Pues llegando yo a una plaza que
delante del palacio había, comencé a mirar las ventanas
y corredores, donde vi muchas damas tan hermosas que ni
yo sabría ahora encarecerlo, ni entonces supe más que
espantarme de su gran hermosura, y de los atavíos de
joyas e invenciones de vestidos y tocados que traían.

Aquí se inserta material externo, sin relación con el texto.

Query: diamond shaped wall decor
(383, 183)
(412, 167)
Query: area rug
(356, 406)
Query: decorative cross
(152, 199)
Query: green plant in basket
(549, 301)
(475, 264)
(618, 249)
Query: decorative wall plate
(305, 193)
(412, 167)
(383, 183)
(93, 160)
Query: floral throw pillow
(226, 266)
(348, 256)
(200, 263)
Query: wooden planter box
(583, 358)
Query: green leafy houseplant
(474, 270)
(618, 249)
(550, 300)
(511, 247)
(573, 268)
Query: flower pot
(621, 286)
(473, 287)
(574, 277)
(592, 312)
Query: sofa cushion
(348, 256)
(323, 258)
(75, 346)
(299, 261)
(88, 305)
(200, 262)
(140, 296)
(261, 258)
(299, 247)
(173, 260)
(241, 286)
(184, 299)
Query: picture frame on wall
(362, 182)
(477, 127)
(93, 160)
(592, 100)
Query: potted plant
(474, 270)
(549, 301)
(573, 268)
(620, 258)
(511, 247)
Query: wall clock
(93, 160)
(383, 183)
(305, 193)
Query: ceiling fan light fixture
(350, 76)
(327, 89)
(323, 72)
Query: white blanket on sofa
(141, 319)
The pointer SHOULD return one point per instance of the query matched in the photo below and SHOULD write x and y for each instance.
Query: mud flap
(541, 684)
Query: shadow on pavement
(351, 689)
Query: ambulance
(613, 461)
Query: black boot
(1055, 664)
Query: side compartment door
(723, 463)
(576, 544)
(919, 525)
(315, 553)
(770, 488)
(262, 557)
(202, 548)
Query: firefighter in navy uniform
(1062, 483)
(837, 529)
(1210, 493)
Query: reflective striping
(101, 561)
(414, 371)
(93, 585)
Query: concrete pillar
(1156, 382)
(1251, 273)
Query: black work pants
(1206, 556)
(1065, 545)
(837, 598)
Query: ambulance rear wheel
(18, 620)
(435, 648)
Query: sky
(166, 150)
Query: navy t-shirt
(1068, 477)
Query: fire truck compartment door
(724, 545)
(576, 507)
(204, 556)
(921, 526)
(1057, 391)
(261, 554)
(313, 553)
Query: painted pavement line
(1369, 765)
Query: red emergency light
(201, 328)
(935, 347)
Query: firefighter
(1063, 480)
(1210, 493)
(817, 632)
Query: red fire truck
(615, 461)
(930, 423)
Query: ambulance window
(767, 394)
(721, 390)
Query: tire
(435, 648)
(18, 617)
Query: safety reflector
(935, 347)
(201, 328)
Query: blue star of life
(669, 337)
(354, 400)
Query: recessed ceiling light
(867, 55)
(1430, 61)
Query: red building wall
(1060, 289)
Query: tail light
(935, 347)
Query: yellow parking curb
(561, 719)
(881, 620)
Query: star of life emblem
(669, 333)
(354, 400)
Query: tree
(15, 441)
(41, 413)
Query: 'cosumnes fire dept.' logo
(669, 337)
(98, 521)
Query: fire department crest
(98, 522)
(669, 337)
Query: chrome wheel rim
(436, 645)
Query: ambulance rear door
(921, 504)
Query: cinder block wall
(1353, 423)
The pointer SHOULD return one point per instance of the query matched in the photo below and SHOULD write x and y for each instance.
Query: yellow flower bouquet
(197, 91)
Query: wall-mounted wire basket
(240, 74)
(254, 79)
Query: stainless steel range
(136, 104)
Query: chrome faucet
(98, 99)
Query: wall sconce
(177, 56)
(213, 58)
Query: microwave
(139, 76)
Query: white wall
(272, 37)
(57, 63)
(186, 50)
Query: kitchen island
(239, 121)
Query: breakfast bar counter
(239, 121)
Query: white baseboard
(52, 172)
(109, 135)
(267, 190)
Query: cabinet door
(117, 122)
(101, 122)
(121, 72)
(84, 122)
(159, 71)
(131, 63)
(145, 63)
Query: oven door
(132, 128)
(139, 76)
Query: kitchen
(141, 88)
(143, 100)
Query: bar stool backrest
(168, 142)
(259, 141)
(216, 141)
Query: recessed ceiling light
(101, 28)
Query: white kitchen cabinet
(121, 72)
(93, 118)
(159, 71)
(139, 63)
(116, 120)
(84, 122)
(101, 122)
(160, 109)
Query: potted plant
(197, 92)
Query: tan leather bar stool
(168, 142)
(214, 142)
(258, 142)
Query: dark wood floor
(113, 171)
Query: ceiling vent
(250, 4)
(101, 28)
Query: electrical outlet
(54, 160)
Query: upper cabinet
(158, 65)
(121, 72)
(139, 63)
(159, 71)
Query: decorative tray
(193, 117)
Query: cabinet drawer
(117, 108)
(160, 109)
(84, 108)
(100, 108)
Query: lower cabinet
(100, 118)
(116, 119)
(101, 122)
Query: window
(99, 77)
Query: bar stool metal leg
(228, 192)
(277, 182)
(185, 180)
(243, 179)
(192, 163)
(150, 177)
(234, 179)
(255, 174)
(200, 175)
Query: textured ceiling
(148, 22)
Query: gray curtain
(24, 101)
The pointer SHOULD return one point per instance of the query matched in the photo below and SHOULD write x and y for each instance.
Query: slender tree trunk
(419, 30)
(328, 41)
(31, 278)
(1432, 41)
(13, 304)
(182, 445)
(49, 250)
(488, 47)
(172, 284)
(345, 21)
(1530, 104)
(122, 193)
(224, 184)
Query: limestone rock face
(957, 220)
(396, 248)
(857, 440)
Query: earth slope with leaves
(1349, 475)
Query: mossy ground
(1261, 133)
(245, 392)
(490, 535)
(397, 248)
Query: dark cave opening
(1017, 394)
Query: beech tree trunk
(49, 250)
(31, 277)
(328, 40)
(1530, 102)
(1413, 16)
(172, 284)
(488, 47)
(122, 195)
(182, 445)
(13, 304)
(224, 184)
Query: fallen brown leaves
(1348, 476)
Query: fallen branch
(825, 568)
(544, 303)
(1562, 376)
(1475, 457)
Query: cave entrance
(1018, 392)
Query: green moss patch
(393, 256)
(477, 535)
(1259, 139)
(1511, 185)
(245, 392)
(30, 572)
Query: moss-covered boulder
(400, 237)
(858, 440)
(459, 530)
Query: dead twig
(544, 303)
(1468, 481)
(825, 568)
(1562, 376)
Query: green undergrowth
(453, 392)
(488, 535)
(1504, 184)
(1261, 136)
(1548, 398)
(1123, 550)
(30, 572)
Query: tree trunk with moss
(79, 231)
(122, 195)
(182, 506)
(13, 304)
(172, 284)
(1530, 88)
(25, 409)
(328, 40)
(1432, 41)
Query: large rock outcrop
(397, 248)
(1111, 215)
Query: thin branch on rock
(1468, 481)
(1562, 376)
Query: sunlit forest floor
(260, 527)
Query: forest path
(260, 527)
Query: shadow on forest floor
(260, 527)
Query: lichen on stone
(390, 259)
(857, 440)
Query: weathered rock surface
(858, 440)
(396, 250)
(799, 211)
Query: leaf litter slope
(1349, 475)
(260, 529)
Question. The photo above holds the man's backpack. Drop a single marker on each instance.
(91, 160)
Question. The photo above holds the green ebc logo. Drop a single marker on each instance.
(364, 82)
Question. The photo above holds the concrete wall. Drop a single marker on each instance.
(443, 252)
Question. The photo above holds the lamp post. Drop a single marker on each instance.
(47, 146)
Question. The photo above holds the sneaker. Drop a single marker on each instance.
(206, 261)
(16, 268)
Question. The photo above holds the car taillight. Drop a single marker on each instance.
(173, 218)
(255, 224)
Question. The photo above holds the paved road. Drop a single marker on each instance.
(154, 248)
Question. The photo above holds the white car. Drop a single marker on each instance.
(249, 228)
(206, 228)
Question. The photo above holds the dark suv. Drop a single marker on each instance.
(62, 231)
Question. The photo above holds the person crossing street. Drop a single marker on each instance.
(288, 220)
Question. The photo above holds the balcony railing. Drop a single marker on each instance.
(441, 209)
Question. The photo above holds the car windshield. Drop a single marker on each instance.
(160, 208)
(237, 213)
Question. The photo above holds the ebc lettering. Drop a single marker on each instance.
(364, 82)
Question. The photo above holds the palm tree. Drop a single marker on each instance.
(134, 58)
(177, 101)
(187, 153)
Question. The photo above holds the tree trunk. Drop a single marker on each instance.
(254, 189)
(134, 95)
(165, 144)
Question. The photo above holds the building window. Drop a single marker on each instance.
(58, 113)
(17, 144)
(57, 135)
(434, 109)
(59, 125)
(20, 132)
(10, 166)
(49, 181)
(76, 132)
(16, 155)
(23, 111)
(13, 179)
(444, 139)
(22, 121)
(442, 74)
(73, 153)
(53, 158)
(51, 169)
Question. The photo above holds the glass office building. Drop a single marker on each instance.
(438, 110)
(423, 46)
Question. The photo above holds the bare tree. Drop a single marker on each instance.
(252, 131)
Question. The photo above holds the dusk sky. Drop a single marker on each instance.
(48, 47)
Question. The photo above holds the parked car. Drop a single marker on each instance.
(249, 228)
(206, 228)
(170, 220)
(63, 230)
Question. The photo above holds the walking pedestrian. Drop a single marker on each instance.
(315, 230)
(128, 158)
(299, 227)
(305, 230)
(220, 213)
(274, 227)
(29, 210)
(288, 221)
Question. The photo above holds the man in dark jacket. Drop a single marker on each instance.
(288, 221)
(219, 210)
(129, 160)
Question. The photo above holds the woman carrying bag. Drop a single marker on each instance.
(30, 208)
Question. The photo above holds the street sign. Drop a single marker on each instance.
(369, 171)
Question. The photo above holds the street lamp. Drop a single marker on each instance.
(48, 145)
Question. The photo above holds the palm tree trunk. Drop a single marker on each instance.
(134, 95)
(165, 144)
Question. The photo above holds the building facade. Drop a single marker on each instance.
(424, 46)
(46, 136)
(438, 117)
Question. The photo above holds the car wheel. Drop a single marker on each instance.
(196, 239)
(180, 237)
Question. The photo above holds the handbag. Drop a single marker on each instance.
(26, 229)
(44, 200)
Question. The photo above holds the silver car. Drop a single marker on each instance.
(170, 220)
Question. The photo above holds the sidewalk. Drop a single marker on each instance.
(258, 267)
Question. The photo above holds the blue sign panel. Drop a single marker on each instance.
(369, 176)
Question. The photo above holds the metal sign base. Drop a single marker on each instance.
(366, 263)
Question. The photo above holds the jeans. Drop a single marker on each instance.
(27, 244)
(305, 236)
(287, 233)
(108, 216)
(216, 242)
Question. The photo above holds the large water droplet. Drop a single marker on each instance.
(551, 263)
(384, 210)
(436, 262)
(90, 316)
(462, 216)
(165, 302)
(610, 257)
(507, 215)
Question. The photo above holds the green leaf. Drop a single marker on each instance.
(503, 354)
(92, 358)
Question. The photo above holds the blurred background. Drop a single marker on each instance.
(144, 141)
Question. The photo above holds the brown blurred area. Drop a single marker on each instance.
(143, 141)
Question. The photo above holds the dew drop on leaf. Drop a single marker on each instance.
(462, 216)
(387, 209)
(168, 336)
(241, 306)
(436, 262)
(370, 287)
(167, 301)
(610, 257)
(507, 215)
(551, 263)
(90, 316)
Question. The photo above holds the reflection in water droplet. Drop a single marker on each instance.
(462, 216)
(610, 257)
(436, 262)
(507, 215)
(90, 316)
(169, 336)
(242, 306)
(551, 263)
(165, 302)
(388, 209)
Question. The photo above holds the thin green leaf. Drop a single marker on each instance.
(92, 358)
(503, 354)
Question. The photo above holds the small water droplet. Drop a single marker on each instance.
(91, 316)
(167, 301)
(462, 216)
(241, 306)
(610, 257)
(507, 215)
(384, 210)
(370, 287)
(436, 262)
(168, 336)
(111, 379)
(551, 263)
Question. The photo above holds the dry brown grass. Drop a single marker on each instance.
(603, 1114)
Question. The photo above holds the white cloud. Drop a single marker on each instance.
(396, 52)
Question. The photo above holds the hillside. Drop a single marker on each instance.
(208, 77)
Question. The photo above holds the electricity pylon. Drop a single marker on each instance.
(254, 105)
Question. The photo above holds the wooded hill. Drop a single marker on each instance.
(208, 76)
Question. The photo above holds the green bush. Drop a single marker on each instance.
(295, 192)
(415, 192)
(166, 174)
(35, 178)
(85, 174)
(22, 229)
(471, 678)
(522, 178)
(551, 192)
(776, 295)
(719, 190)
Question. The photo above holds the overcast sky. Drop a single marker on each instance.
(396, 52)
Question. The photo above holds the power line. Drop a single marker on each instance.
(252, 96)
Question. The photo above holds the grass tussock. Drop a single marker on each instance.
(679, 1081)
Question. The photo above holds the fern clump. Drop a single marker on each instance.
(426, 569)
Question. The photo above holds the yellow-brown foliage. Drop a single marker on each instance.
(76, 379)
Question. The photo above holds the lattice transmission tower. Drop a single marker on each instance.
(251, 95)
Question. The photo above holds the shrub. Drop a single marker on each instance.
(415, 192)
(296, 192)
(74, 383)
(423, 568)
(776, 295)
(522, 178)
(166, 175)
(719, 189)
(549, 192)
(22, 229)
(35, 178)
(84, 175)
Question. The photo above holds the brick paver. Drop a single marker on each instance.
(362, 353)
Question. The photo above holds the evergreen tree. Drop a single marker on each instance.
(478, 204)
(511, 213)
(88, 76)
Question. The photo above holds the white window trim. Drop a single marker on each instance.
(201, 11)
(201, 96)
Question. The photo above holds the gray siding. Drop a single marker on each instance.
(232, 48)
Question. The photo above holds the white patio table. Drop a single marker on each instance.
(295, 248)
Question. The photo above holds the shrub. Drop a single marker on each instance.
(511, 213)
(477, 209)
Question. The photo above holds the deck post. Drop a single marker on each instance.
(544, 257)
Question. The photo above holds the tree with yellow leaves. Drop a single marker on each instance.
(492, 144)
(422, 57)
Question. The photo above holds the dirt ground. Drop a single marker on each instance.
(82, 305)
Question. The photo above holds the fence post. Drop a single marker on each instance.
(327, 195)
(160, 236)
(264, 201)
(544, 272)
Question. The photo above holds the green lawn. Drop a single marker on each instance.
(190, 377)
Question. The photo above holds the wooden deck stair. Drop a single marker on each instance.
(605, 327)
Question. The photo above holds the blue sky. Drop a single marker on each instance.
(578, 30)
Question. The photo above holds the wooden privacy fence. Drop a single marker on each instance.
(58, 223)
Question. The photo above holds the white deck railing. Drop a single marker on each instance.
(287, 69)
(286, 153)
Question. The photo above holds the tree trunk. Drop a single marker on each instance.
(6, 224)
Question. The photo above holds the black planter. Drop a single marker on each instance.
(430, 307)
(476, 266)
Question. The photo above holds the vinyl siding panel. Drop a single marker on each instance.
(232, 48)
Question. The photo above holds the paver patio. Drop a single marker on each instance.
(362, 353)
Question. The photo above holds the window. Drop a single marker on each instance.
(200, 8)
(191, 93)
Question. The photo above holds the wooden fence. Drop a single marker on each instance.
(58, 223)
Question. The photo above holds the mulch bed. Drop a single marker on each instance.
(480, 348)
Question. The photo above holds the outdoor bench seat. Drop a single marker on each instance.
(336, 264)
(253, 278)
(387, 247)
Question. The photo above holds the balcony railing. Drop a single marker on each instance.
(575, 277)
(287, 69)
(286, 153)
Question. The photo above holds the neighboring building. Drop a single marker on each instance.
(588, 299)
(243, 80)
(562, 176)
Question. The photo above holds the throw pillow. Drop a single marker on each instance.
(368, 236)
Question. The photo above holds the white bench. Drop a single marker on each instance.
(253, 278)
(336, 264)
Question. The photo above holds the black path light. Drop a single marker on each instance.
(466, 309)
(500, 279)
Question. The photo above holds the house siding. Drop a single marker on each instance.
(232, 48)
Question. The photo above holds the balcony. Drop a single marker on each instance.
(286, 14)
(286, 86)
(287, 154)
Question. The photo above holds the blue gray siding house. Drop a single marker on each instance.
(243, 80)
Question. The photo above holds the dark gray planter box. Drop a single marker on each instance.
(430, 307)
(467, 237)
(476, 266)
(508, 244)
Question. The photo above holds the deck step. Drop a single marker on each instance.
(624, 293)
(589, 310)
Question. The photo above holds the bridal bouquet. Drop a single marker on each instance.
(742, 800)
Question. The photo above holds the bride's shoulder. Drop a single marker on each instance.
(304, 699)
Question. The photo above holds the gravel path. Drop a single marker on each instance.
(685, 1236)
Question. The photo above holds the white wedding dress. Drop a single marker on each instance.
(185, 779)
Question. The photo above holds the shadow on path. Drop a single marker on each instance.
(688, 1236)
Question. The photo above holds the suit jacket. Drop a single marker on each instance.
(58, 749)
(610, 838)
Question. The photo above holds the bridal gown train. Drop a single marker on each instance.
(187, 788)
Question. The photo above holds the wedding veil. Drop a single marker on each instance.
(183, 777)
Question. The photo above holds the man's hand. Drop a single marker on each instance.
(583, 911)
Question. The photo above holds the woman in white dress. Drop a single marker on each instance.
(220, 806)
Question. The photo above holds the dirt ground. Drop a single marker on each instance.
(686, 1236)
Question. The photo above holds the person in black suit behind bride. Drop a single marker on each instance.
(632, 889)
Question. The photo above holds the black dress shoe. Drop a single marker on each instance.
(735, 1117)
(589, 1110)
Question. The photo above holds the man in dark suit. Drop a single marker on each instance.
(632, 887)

Por la plaza se paseaban muchos caballeros muy ricamente
vestidos, y en muy hermosos caballos, mirando cada uno a
aquella parte donde tenía el pensamiento. Dios sabe si
quisiera yo ver por allí a mi don Felis y que sus amores
fueran en aquel celebrado palacio, porque a lo menos
estuviera yo segura de que él jamás alcanzara otro
galardón de sus servicios sino mirar y ser mirado, y
algunas veces hablar a la dama a quien sirviese delante
de cien mil ojos que no dan lugar a más que esto. Mas
quiso mi ventura que sus amores fuesen en parte donde no
se pudiese tener esta seguridad. Pues estando yo junto a
la puerta del gran palacio, vi un paje de don Felis,
llamado Fabio, que yo muy bien conocía, el cual entró
muy de prisa en el gran palacio, y hablando con el
portero que a la segunda puerta estaba, se volvió por el
mismo camino. Yo sospeché que había venido a saber si
era hora que don Felis viniese a algún negocio de los
que de su padre en la corte tenía, y que no podría dejar
de venir presto por allí.
Y estando yo imaginando la gran
alegría que con su vista se me aparejaba, le vi venir
muy acompañado de criados, todos muy ricamente vestidos
con una librea de un paño de color de cielo, y fajas de
terciopelo amarillo, bordadas por encima de cordoncillo
de plata, las plumas azules y blancas y amarillas. El mi
don Felis traía calzas de terciopelo blanco, recamadas,
aforradas en tela de oro azul; el jubón era de raso
blanco recamado de oro de cañutillo y una cuera de
terciopelo de las mismas colores y recamo, una ropilla
suelta de terciopelo negro, bordada de oro y aforrada en
raso azul raspado, espada, daga y talabarte de oro, una
gorra muy bien aderezada de unas estrellas de oro, y en
medio de cada una engastado un grano de aljófar grueso;
las plumas eran azules, amarillas y blancas; en todo el
vestido traía sembrados muchos botones de perlas. Venía
en un hermoso caballo rucio rodado, con unas
guarniciones azules y de oro y mucho aljófar. Pues
cuando yo así le vi, quedé tan suspensa en verle y tan
fuera de mí con la súbita alegría, que no sé cómo lo
sepa decir. Verdad es que no pude dejar de dar con las
lágrimas de mis ojos alguna muestra de lo que su vista
me hacía sentir, pero la vergÜenza de los que allí
estaban me lo estorbó por entonces.
Pues como don Felis, llegando a
palacio, se apease y subiese por una escalera, por donde
iban al aposento de la gran princesa, yo llegué a donde
sus criados estaban, y viendo entre ellos a Fabio, que
era el que de antes había visto, le aparté diciéndole:
«Señor: ¿quién es este caballero que aquí se apeó,
porque me parece mucho a otro que yo he visto bien lejos
de aquí?» Fabio entonces me respondió: «¿Tan nuevo sois
en la corte que no conocéis a don Felis? Pues no creo yo
que hay caballero en ella tan conocido.» «No dudo de eso
-le respondí-, mas yo diré cuán nuevo soy en la corte
que ayer fue el primer día que en ella entré.» «Luego no
hay que culparos -dijo Fabio-. Sabed que este caballero
se llama don Felis, natural de Vandalia, y tiene su casa
en la antigua Soldina; está en esta corte en negocios
suyos y de su padre.» Yo entonces le dije: «Suplícoos me
digáis por qué causa trae la librea de estas colores.»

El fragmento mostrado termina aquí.